The paper outlines similarities and differences between indoor and outdoor mentalization-based family therapy. It also describes three versions of the outdoor approach as used in Finland. Each version involves brief, multi-family interventions taking place in nearby nature with the aim of supporting and/or enhancing sustainable intra-familial connectedness. Each version is based on a framework referred to as “systemic, mentalization-based outdoor therapy” or “SMOT.”

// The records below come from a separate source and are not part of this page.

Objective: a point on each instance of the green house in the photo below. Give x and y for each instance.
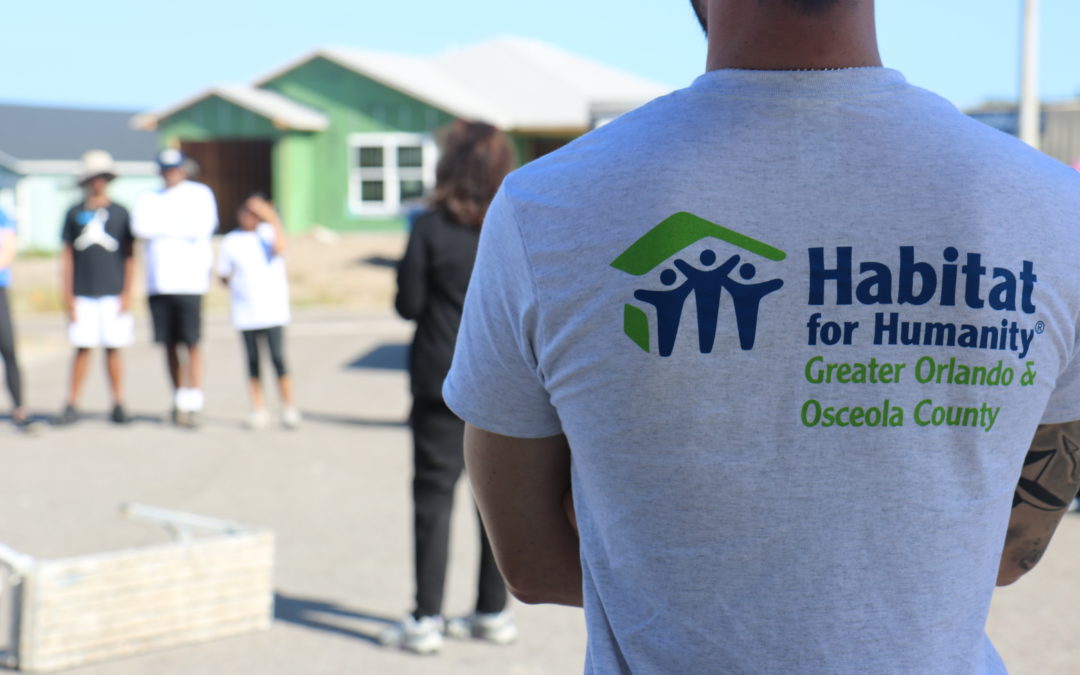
(346, 138)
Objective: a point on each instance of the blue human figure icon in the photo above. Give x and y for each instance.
(707, 287)
(669, 306)
(747, 299)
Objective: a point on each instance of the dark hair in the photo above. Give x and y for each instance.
(475, 158)
(805, 7)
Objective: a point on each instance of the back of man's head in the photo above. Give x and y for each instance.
(804, 7)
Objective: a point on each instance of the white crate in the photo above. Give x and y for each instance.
(71, 611)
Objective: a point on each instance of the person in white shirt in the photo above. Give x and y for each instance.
(251, 264)
(176, 224)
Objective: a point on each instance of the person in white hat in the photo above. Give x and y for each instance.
(96, 265)
(176, 224)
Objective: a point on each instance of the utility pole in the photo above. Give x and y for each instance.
(1030, 117)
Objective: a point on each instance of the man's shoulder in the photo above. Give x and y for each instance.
(606, 145)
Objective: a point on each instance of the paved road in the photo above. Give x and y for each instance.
(336, 494)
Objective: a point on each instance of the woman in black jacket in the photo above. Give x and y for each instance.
(432, 279)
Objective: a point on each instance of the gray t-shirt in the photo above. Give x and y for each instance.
(798, 329)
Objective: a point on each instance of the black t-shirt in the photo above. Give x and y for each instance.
(100, 243)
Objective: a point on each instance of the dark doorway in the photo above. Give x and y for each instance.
(233, 170)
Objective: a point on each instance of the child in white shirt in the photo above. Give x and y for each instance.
(251, 264)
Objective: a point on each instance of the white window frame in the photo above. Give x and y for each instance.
(389, 173)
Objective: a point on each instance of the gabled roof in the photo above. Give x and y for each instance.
(36, 133)
(282, 111)
(512, 82)
(539, 85)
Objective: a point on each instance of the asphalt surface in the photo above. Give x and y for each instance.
(336, 495)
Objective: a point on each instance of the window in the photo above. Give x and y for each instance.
(388, 173)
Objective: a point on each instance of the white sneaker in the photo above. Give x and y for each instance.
(291, 418)
(423, 635)
(498, 628)
(258, 419)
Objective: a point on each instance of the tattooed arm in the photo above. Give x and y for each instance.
(1048, 485)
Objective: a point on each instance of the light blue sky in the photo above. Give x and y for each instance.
(143, 54)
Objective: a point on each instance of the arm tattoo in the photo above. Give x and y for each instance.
(1051, 473)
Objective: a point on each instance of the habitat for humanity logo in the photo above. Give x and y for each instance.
(707, 283)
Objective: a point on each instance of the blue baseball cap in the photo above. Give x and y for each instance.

“Fathers and sons up in the trees” – one of the versions of SMOT with families – is designed for boys between 10 and 16 years of age with neuropsychiatric symptoms and their fathers. After participating in the program, both fathers and sons reported positive changes in their relationships and quality of their interactions. Sons also seemed to make positive changes in self-regulation of emotions and social conduct. Another version of SMOT with families is referred to as “Girl, You Are a Pearl!” This program was designed to support the relationship between teenage daughters with mental health issues and their mothers. Goals of the program, as determined by the mother-daughter dyads, focus on increased emotional connection, communication, and time spent together. Most (90%) of the participants over a three-year period indicated that the program helped them meet these goals. The third version – referred to as “Out Into the Woods With Grandparents and Grandchildren With Special Needs” – provides rehabilitative adventure experiences to grandparent-grandchild dyads or triads in nearby nature. Preliminary results indicate that positive outcomes of this program include grandparents gaining a better understanding of, and having greater compassion for, their grandchildren.

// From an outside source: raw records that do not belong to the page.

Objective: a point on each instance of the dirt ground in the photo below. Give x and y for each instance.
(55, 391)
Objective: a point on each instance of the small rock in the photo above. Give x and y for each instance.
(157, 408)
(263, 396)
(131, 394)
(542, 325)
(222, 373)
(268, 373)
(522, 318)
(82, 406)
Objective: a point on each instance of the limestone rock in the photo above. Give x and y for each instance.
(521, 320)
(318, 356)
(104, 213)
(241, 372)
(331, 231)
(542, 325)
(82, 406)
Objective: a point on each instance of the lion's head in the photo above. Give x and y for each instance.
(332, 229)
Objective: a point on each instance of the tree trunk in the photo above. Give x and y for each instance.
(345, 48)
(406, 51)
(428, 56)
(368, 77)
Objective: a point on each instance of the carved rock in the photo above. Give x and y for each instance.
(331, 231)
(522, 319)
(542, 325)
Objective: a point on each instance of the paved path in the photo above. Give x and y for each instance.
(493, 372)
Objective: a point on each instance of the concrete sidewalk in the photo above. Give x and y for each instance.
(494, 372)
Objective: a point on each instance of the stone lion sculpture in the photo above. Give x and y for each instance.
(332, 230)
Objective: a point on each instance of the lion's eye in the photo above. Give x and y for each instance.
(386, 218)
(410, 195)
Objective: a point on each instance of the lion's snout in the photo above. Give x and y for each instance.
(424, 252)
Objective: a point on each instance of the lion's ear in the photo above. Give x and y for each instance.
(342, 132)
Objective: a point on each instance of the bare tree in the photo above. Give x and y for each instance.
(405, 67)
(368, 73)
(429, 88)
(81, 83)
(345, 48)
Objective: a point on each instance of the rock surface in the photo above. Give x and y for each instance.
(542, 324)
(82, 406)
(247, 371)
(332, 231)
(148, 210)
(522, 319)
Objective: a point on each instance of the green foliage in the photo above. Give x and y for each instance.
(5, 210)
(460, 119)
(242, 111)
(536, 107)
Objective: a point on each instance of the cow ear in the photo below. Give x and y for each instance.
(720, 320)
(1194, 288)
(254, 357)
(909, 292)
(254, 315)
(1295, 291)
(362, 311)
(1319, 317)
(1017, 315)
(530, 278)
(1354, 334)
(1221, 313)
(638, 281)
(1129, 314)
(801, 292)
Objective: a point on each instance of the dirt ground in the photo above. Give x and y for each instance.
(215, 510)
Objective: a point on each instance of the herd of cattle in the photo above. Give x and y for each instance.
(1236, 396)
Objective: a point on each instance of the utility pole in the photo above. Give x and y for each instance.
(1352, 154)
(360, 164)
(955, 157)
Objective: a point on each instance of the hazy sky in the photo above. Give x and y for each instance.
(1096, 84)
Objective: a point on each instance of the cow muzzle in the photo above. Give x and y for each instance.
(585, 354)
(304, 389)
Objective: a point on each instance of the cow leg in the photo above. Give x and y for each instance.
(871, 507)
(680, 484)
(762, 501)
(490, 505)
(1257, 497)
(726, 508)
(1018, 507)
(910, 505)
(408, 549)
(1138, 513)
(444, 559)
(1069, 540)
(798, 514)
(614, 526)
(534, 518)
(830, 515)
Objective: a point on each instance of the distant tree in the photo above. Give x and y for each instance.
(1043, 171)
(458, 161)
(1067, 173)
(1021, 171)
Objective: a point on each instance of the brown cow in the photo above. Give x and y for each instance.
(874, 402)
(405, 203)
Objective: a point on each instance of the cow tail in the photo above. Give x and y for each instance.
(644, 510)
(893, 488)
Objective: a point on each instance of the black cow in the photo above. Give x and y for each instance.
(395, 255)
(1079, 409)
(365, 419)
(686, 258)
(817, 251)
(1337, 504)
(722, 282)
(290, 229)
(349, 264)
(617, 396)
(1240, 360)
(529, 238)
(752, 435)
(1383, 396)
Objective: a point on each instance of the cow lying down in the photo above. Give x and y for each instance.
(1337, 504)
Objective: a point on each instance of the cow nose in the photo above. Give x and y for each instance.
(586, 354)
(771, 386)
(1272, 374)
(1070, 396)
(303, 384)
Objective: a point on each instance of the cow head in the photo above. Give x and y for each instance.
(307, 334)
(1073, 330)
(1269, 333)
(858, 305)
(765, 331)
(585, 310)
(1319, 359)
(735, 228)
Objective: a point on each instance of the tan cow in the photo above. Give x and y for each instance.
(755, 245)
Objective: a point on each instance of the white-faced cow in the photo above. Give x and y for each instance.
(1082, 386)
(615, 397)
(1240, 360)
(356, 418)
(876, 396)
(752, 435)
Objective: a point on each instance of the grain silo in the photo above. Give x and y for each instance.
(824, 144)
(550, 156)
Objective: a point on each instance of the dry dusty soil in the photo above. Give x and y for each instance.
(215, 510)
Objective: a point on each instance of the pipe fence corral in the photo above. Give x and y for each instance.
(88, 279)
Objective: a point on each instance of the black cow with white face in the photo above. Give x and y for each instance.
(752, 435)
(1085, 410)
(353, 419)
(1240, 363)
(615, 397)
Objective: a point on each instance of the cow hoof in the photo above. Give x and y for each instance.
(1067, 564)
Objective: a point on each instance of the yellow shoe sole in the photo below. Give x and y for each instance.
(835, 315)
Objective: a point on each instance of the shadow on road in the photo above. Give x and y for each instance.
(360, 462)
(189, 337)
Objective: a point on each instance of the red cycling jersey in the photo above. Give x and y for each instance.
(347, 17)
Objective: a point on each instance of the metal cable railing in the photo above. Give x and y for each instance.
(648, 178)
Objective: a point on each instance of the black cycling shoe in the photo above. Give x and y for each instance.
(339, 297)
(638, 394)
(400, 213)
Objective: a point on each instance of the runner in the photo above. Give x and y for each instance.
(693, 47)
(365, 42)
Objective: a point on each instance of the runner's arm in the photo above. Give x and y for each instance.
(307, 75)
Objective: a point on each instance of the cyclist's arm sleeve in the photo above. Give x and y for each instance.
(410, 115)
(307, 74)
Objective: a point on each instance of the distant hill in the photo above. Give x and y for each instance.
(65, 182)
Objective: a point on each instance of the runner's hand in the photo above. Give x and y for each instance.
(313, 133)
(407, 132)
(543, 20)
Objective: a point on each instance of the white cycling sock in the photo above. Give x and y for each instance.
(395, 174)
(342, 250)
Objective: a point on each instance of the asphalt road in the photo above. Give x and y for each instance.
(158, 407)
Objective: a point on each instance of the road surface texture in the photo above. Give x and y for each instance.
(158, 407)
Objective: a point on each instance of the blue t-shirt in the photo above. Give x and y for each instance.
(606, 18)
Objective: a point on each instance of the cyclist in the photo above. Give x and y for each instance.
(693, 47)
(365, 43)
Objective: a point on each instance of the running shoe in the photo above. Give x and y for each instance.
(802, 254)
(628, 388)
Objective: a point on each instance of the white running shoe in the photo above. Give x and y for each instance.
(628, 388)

While this paper provides “a description of clinical practice, not a systematic review or a formal evaluation” it does support the idea that mentalization-based family therapy in outdoor settings may be effective in assisting families with difficult interaction patterns. The effectiveness of this approach is attributed, in part, to the concrete, embodied nature of the outdoor activities. According to the authors, this concreteness “is particularly beneficial for families that have difficulties in verbal communication and/or utilizing executive functions.” In addition to promoting family connectedness, SMOT with families in an outdoor setting may also support the participants’ connectedness to nature.